SPRINGFIELD — With the Halloween season upon us, the Illinois Department of Financial and Professional Regulation (IDFPR) is reminding the public that purchasing colored contact lenses from anyone other than a licensed eye care professional or pharmacist is dangerous. In recent years, illegally-purchased colored contacts have flooded the retail market during Halloween and are most often found at malls, beauty supply stores and via online websites.
These lenses are often made overseas in non-FDA approved facilities with tinting materials that may be toxic to the eye. Without a proper examination and fitting, colored contacts can cause damage to the eye, including blindness.
“The use of decorative contacts to alter the appearance or color of the eyes has been a growing trend over the past several years,” said Bryan Schneider, IDFPR Secretary.
“Because children and adults alike view colored contacts as a fashion or costume accessory, they neglect to realize that these lenses are classified as medical devices that pose the same potential safety and health issues as corrective lenses. As regulators, it is important that we alert consumers to the unnecessary dangers of infection from over-the-counter colored contacts made from potentially unsafe materials.”
IDFPR licenses an estimated 2,300 optometrists and hundreds of ophthalmologists in Illinois. Many have reported seeing patients who have suffered from infections or corneal scratches as a result of contact lens problems.
Because contact lenses sit directly on the cornea and could potentially limit the amount of oxygen reaching the eye, all contact lenses pose some risk to wearers. By requiring lenses to be fitted and sold by professionals, that risk is limited and managed.
In addition to scratches from ill fitting lenses, bacteria build within the eye very rapidly and can cause infections. Some types of bacteria can cause permanent scarring within twenty hours of the outbreak, if left untreated. While the infection may look like pinkeye, an easily treated eye infection, contact lenses can cause eye ulcers which must be treated with strong antibiotic medicine. If left untreated, ulcers can cause partial or total irreversible blindness.

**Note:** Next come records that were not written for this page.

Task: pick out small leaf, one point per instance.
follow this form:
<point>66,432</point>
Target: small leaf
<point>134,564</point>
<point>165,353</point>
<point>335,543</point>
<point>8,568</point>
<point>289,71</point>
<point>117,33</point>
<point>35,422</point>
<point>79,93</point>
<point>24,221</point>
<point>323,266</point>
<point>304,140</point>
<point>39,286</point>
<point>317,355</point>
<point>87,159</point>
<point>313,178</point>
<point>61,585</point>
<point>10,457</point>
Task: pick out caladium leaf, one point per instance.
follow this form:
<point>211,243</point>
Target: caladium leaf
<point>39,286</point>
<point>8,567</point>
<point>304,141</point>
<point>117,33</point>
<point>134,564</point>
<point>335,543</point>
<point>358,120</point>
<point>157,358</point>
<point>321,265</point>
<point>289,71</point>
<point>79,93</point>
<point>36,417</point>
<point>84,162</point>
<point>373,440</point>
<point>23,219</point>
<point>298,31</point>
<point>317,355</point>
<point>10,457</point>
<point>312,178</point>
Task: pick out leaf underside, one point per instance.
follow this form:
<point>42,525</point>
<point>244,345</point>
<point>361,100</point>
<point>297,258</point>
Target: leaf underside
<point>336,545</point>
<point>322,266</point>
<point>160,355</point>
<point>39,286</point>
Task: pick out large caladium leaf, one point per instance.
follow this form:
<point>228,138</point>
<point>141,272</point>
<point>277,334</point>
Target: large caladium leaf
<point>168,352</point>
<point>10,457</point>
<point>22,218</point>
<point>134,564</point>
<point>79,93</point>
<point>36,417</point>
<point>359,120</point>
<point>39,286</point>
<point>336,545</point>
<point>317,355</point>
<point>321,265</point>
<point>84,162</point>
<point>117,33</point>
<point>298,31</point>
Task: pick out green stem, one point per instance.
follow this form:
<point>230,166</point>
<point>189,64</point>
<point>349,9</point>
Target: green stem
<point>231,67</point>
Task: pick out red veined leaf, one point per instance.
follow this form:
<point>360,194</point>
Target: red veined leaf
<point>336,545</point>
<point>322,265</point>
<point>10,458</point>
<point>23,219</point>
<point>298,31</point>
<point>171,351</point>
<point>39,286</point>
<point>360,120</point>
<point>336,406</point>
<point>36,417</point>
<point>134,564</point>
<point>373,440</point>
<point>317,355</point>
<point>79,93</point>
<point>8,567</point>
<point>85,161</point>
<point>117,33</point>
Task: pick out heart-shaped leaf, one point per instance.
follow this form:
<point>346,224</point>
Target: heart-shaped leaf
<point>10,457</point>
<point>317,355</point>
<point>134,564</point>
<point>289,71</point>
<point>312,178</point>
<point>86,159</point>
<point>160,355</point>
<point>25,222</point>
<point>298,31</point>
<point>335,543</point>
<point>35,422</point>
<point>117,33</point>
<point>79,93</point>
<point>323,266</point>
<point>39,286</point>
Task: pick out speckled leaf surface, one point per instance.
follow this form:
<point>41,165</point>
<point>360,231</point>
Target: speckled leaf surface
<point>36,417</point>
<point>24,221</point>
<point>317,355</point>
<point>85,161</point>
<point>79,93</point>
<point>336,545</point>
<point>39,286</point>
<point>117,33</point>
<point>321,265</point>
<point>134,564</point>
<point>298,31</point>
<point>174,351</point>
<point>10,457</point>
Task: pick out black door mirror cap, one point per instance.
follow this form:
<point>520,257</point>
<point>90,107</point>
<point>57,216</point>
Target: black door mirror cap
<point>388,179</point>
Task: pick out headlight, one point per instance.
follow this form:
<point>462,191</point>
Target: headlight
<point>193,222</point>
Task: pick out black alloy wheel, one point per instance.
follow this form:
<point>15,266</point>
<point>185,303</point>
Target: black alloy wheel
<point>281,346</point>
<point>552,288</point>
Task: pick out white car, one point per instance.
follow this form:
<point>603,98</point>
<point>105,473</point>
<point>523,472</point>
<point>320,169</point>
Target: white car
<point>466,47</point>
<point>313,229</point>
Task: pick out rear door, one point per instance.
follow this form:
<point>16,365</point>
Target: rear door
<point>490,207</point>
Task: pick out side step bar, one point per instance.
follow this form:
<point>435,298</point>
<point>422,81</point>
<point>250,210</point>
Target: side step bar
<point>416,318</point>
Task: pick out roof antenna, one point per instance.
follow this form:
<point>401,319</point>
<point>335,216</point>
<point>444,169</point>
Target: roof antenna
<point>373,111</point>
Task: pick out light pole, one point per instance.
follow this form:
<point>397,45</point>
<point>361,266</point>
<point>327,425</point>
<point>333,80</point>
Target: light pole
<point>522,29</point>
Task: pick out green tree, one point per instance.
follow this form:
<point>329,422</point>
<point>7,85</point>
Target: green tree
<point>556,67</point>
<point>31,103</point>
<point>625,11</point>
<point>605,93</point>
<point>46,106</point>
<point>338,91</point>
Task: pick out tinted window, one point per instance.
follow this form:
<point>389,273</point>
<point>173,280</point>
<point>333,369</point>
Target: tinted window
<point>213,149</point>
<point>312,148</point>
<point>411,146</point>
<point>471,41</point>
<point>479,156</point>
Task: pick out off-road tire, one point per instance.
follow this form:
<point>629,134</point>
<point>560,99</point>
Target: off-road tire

“Last year, a 20 year old patient presented with complaints of significant pain, discharge, light sensitivity and decreased vision,” said Dr. Jennifer S. Harthan, Chief of the Cornea Center at Illinois College of Optometry. “Her symptoms began after sleeping in colored contact lenses that she purchased from a beauty supply store. She later admitted that she did not know how to clean her lenses and that she was unaware that she could not sleep in her contact lenses. The patient ended up having a severe pseudomonas corneal ulcer. She now has permanent vision loss.”